No telescope: telescopes are for globular clusters and double stars and stuff like that.
If you can set it up to take pictures for you while you look at the eclipse naked eye, that would be best.
And you really must know your telescope well so that you can do this by muscle memory. You do not want to miss the experience of a total eclipse while fussing with your telescope.
I am taking a 4-inch sun filter.
Explore Scientific Sun Catchers.png
Clear Skies!
MIke M.
Mostly concur.
However, as your transport appears to be not budgetary, and your mobile home truly mobile and likely not your primary domicile, you probably have something with a good drive on it. If it can be set to follow the Sun, and you have time to buy or make a projection box, yes, visually enjoy that, I have twice with a 99% eclipse and a 95% eclipse (didn't want to go to Cornwall for the former, and it rained there anyway, well, duh).
Look up the duration of full totallity, of course never look at the Sun directly without full protection, but you want to see totality without fathing with kit, you want to enjoy the birds going quiet and the stillness, the encroaching dark, the sudden temperature drop, maybe be even one of those looking ones to see the atmopheric gravity wave band things coming towards you on the ground (site dependent), all in what may only be a few minutes.

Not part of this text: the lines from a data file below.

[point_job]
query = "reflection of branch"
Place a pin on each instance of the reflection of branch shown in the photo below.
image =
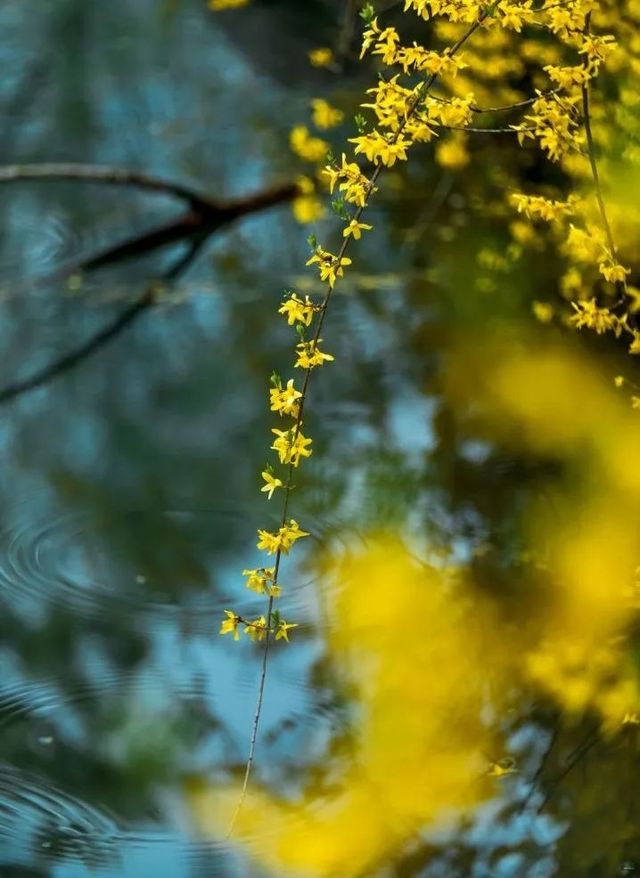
(579, 753)
(96, 174)
(540, 769)
(102, 337)
(196, 226)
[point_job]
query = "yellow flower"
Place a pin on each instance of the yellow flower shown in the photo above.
(452, 153)
(282, 629)
(290, 533)
(599, 319)
(269, 542)
(311, 149)
(257, 580)
(307, 209)
(380, 150)
(310, 356)
(355, 228)
(324, 115)
(502, 768)
(230, 625)
(285, 400)
(542, 311)
(256, 630)
(614, 272)
(271, 484)
(281, 541)
(295, 309)
(290, 450)
(322, 57)
(329, 266)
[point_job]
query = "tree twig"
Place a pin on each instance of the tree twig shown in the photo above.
(194, 227)
(105, 174)
(419, 95)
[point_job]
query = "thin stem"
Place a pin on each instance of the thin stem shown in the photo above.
(418, 96)
(621, 286)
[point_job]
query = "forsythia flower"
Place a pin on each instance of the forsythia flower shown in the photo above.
(290, 450)
(230, 625)
(329, 266)
(271, 484)
(258, 580)
(379, 150)
(282, 540)
(295, 309)
(356, 228)
(614, 272)
(590, 315)
(324, 115)
(285, 400)
(310, 356)
(283, 628)
(311, 149)
(256, 630)
(322, 57)
(542, 311)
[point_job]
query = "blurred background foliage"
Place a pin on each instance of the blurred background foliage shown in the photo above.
(459, 414)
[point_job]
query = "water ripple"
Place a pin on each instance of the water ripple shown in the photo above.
(66, 561)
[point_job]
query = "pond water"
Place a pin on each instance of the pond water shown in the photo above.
(130, 483)
(130, 487)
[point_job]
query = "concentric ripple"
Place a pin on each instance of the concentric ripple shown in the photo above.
(187, 576)
(39, 820)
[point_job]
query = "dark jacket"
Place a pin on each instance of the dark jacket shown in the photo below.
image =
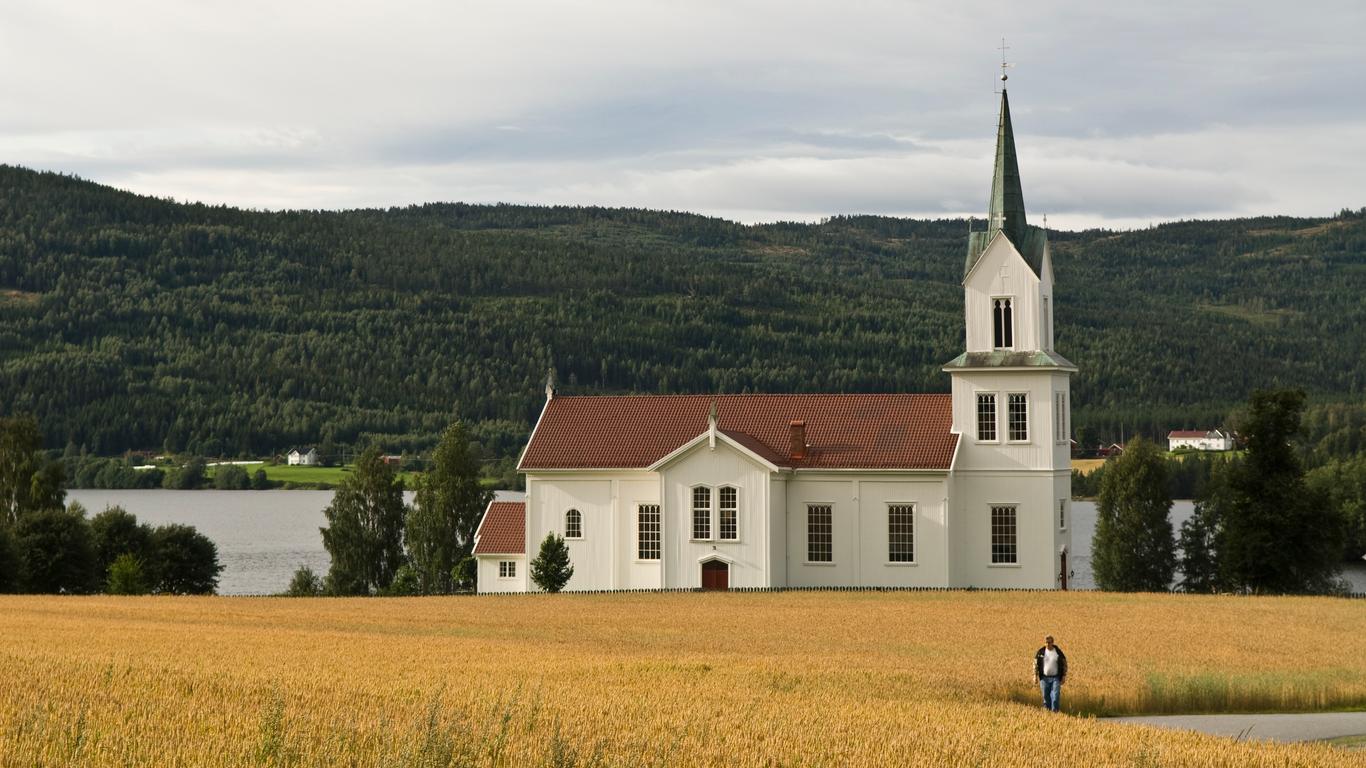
(1062, 664)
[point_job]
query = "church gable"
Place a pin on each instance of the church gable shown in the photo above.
(909, 432)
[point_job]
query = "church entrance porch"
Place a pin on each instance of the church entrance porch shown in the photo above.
(716, 574)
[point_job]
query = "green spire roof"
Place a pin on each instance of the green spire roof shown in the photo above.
(1007, 207)
(1006, 211)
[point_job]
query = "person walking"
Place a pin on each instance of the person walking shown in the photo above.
(1049, 673)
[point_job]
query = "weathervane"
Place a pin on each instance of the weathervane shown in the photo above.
(1004, 64)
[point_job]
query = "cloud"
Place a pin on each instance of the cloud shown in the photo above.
(747, 110)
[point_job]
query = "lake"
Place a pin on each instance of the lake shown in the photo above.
(264, 536)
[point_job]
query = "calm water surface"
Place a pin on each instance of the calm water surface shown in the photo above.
(264, 536)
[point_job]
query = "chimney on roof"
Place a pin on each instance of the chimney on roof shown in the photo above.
(797, 443)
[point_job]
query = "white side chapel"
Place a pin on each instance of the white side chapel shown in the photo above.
(771, 491)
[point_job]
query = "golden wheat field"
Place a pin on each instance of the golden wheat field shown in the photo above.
(801, 678)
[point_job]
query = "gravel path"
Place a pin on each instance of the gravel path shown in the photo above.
(1313, 726)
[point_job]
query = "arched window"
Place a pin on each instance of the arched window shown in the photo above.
(1003, 324)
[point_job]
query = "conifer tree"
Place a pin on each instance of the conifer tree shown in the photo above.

You may also, which in your country is a possibility, have to jump into your vehicle and drive a couple of hours prior to the eclipse to a non-cloudy site, as informed by your device, with no ticket for speeding and no time wasted chucking expensive kit in the your overgrown caravan, with aircon now less by the looks!
A few minutes of totality, full diamond ring effect lasting seconds, Bailey's Beads not lasting long, etc, etc. You don't want to be messing about.
Get your smartphone on a stand, your video camera on a stand, setting 'em up and pointed in the right direction, you want to watch the eclipse, batteries charged, exposure times on automatic if you're afraid of burnout, not like folk nowadays who stare at things via on lcd via their smartphone, which you can do from home on livestream, put the phone down and look at the bloody thing! Through appropriate and fully protective glasses of course!!!
You've probably left it a bit late to organise properly/fully.
But remember even if you have learnt to setup and use kit really fast it ain't necessarily true at an unfamiliar remote site. Even if you have it all fine, some overgrown idiot may likely stand in front of you unless you've rented half the state for your exclusive use. Or maybe wanna look through your kit if you have a filtered setup, which they can't do of course if a camera is attached to the eyepiece end. he he.
Dunno why folk are so fascinated with taking piccies of stuff. We've got folk here whining because some idiot cut down some tree somewhere, an invasive non-native species to boot, because it was all photogenic like. Yeah, get over it, worry about why so many food banks are needed in a purportedly wealthy country instead.
Enjoy the sky while it is still free, and I don't mean monetarily free, whilst you're still allowed to look at it and afore you end up having science banned as an offence against some deities or other.
But most of all, take care of your eyeballs, everything else is tertiary, not even secondary.